Learn more about what you receive with purchase of this case.

Fritz v. Berryhill

United States District Court, D. Oregon

November 16, 2017

BERNITA LOUISE FRITZ, Plaintiff,
v.
NANCY A. BERRYHILL, Acting Commissioner of Social Security, Defendant.

          Merrill Schneider SCHNEIDER KERR & ROBICHAUX Attorney for Plaintiff.

          Billy J. Williams UNITED STATES ATTORNEY District of Oregon Janice E. Hebert ASSISTANT UNITED STATES ATTORNEY.

          Alexis L. Toma SPECIAL ASSISTANT UNITED STATES ATTORNEY Attorneys for Defendant.

          OPINION & ORDER

          Marco A. Hernandez United States District Judge

         Plaintiff Bernita Fritz brings this action seeking judicial review of the Commissioner's final decision to deny disability insurance benefits (DIB) and supplemental security income (SSI). This Court has jurisdiction pursuant to 42 U.S.C. § 405(g) (incorporated by 42 U.S.C. § 1383(c)(3)). I affirm the Commissioner's decision.

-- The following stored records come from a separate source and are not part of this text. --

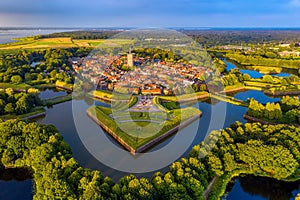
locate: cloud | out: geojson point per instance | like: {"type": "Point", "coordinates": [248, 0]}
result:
{"type": "Point", "coordinates": [295, 2]}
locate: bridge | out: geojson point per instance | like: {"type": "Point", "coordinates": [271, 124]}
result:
{"type": "Point", "coordinates": [228, 99]}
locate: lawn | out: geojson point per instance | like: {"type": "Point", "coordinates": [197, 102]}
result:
{"type": "Point", "coordinates": [186, 97]}
{"type": "Point", "coordinates": [21, 86]}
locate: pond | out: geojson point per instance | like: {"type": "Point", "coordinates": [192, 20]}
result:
{"type": "Point", "coordinates": [252, 73]}
{"type": "Point", "coordinates": [61, 116]}
{"type": "Point", "coordinates": [16, 184]}
{"type": "Point", "coordinates": [51, 93]}
{"type": "Point", "coordinates": [260, 188]}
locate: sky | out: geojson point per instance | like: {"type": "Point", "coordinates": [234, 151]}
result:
{"type": "Point", "coordinates": [149, 13]}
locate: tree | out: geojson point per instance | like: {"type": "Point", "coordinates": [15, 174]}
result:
{"type": "Point", "coordinates": [22, 105]}
{"type": "Point", "coordinates": [16, 79]}
{"type": "Point", "coordinates": [9, 108]}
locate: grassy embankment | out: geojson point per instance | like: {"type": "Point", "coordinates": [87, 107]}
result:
{"type": "Point", "coordinates": [137, 138]}
{"type": "Point", "coordinates": [186, 97]}
{"type": "Point", "coordinates": [35, 112]}
{"type": "Point", "coordinates": [59, 42]}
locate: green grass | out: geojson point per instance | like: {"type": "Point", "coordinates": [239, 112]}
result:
{"type": "Point", "coordinates": [34, 111]}
{"type": "Point", "coordinates": [61, 42]}
{"type": "Point", "coordinates": [234, 87]}
{"type": "Point", "coordinates": [57, 100]}
{"type": "Point", "coordinates": [185, 96]}
{"type": "Point", "coordinates": [267, 69]}
{"type": "Point", "coordinates": [135, 137]}
{"type": "Point", "coordinates": [64, 85]}
{"type": "Point", "coordinates": [21, 86]}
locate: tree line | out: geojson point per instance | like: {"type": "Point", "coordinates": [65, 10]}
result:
{"type": "Point", "coordinates": [230, 151]}
{"type": "Point", "coordinates": [18, 103]}
{"type": "Point", "coordinates": [287, 110]}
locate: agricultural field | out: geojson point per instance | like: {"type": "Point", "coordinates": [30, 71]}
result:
{"type": "Point", "coordinates": [61, 42]}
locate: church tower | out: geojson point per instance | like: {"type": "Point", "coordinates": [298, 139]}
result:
{"type": "Point", "coordinates": [130, 59]}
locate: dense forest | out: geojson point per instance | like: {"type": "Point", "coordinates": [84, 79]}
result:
{"type": "Point", "coordinates": [41, 150]}
{"type": "Point", "coordinates": [259, 60]}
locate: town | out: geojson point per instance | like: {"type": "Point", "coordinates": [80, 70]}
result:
{"type": "Point", "coordinates": [137, 75]}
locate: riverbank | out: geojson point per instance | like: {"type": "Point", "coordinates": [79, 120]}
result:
{"type": "Point", "coordinates": [57, 100]}
{"type": "Point", "coordinates": [254, 119]}
{"type": "Point", "coordinates": [135, 144]}
{"type": "Point", "coordinates": [35, 113]}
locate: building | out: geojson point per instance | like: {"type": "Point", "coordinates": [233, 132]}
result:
{"type": "Point", "coordinates": [129, 59]}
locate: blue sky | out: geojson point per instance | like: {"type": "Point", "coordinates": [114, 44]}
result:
{"type": "Point", "coordinates": [150, 13]}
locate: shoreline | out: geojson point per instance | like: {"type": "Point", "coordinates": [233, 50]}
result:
{"type": "Point", "coordinates": [148, 144]}
{"type": "Point", "coordinates": [254, 119]}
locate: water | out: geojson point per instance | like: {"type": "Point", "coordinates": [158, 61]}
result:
{"type": "Point", "coordinates": [16, 184]}
{"type": "Point", "coordinates": [257, 95]}
{"type": "Point", "coordinates": [252, 73]}
{"type": "Point", "coordinates": [61, 116]}
{"type": "Point", "coordinates": [51, 93]}
{"type": "Point", "coordinates": [259, 188]}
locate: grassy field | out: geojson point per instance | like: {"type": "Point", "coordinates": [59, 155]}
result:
{"type": "Point", "coordinates": [186, 97]}
{"type": "Point", "coordinates": [267, 69]}
{"type": "Point", "coordinates": [61, 42]}
{"type": "Point", "coordinates": [34, 111]}
{"type": "Point", "coordinates": [21, 86]}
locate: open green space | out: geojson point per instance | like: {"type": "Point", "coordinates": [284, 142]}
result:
{"type": "Point", "coordinates": [137, 138]}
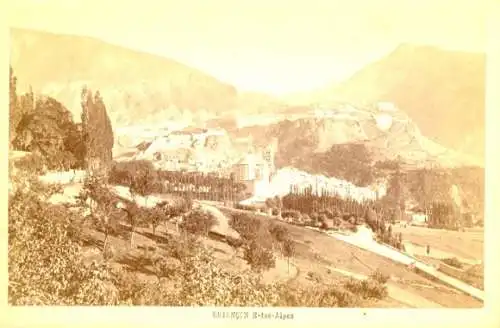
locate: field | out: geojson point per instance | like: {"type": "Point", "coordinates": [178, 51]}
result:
{"type": "Point", "coordinates": [322, 256]}
{"type": "Point", "coordinates": [467, 245]}
{"type": "Point", "coordinates": [319, 259]}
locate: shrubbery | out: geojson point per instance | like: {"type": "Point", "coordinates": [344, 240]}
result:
{"type": "Point", "coordinates": [454, 262]}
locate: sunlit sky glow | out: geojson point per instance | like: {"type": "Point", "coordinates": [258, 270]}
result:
{"type": "Point", "coordinates": [265, 45]}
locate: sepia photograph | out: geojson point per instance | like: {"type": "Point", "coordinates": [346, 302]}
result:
{"type": "Point", "coordinates": [300, 154]}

         PROCEDURAL BACKGROUND

         Plaintiff applied for DIB and SSI on December 28, 2010, alleging an onset date of November 6, 2009. Tr. 188-95 (DIB); Tr. 196-01 (SSI). Her applications were denied initially and on reconsideration. Tr. 77-86, 97 (DIB, Initial); Tr. 87-96, 98 (SSI, Initial); Tr. 99-110, 123 (DIB, Reconsideration); Tr. 111-22, 124 (SSI, Reconsideration). On November 28, 2012, Plaintiff appeared, with counsel, for a hearing before an Administrative Law Judge (ALJ). Tr. 485-526. On January 24, 2013, the ALJ found Plaintiff not disabled. Tr. 13-25. The Appeals Council denied review. Tr. 1-3 Plaintiff appealed that decision to this Court. On May 13, 2015, Judge Marsh found that the ALJ had erred in several respects and remanded the case for further administrative proceedings. Tr. 559-81. The Appeals Council remanded the case to an ALJ in October 2015. Tr. 585. On July 12, 2016, a different ALJ held a new hearing at which Plaintiff appeared with counsel. Tr. 454-84. On September 28, 2016, that ALJ found Plaintiff not disabled. Tr. 432-53. Plaintiff then filed a Complaint in this Court.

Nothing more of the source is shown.